Confiscato a Gallarate l’appartamento di lusso a un membro del clan Jovanovic. E la banca resta a bocca asciutta
Il giudice del tribunale di Busto Arsizio ha confiscato la dimora nel palazzo a vetri di largo Buffoni a Toni Jovanovic e alla moglie, sconosciuti al fisco. Il pm: "Acquistato con fondi illeciti"
Aveva comprato un appartamento nel lussuoso palazzo a vetri di largo Buffoni, all’ingresso dell’autostrada di Gallarate, probabilmente con fondi illeciti, Toni Jovanovic, già condannato insieme ad altri esponenti della sua famiglia per la nota truffa del rip-deal ai danni di facoltosi imprenditori di mezzo mondo e per il quale era stato condannato nel 2018.
Il 33enne appartenente alla famiglia da tempo radicata nella zona di Busto Arsizio si è visto confiscare, dal tribunale di Busto Arsizio (giudice Giulia Cuccinello) su richiesta del sostituto procuratore Nadia Calcaterra, l’appartamento da 100 metri quadri al decimo piano dell’edificio il cui acquisto era stato finanziato in parte con fondi provenienti dall’estero di (più che) dubbia provenienza e, in parte, con un mutuo intestato alla moglie che aveva presentato false buste paga. Entrambi risultavano sconosciuti al fisco e senza un’occupazione.

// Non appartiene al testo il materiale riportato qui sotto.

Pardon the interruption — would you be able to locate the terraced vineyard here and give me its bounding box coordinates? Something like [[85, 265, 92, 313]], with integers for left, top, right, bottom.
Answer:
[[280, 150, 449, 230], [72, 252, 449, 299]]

Nel 2018 l’uomo aveva patteggiato insieme al noto Zoran Jovanovic (deceduto lo scorso anno e protagonista anche da morto per il tentativo di funerale in stile Casamonica poi ridimensionato dalle autorità a Busto Arsizio) e ad altri famigliari per aver truffato una serie di imprenditori stranieri che erano caduto nella trappola convinti di poter trasferire ingenti somme di danaro senza lasciare traccia (con il sistema dell’hawala). Gli Jovanovic, vestiti di tutto punto, davano appuntamento ai facoltosi imprenditori in luoghi lussuosi ai quali mostravano valige di soldi pieni di banconote false che consegnavano in cambio dei soldi veri da trasferire.

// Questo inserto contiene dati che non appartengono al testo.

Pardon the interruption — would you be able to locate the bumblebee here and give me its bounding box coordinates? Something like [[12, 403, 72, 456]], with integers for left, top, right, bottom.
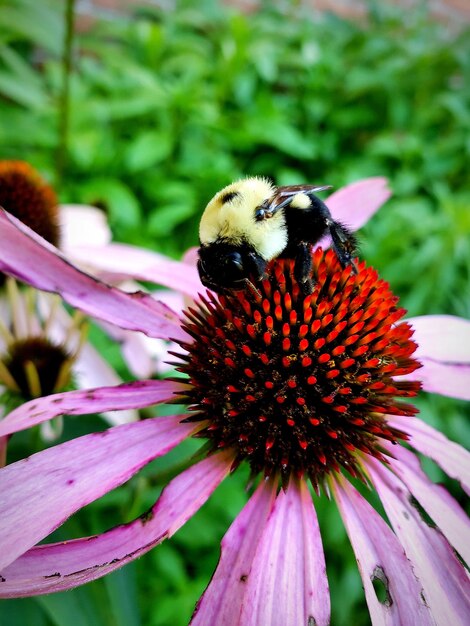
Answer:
[[197, 177, 356, 294]]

La giudice ha anche accertato la mancata buona fede della banca che aveva concesso il mutuo da 180 mila euro a favore della moglie di Jovanovic. Secondo quanto accertato dalla Procura, infatti, l’istituto di credito che reclamava l’ipoteca sull’immobile, non aveva fatto i dovuti accertamenti sui redditi effettivi della donna. Per questo è stato disposto che l’appartamento finisse a disposizione dell’agenzia nazionale dei beni confiscati.